I read in Newsday that Jordon’s new parliment has rejected a couple of women’s rights laws – they turned down women’s right to get a divorce, and also came out against harsh penalties for “honor killings” of women. Why? Because the laws would “encouraged family disintegration.”
Oddly enough, that’s pretty much the exact same reason Maggie Gallagher and her fellow-travelers oppose gay marriage. And by Maggie’s logic, the anti-woman Jordanians are correct (I’m not even certain that Maggie disagrees with Islamic fundamentalists who oppose what Maggie calls “unilateral divorce”). Maggie’s argument comes down to a kind of social “precautionary principle” – unless we can say for certain that the overall effects of a change to any important social institution will not be negative, we should not change that institution. It is not that Maggie has anything against gay people; rather, she thinks the risk to society if gays have equal rights is too great:
But if we accept Maggie’s logic, we must conclude that no change to marriage, historically, has ever been justified. Giving women the right to divorce could, in theory, lead to higher divorce rates (and probably will in practice, if Jordon’s women ever get equal rights). Discouraging honor killings of women could, in theory, lead to greater promiscuity and adultery. Allowing blacks and whites to marry could, in theory, have discouraged racists from marrying and thus degraded marriage – just as Maggie argues allowing gay marriage will discourage homophobes from marrying today. Outlawing rape within marriage could have degraded marriage by giving women new grounds for divorce. Etc, etc.

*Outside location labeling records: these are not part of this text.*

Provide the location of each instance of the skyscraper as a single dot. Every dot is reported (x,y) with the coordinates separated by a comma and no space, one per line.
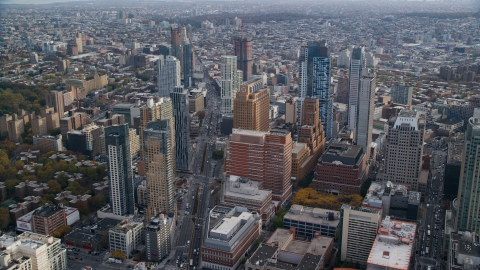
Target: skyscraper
(467,205)
(120,174)
(262,156)
(181,116)
(175,49)
(357,65)
(55,99)
(242,47)
(314,81)
(251,107)
(229,83)
(404,150)
(365,110)
(159,167)
(168,75)
(402,94)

In each of these cases – in the United States, at least – it was eventually decided that social justice is too important to put off indefinitely because of purely theoretical future harms to marriage. And, in retrospect, most of us feel that’s a good thing; we prefer non-racist marriage laws, we prefer women to have equal rights, and – in the near future, I believe – we will prefer gays to have equal rights, too.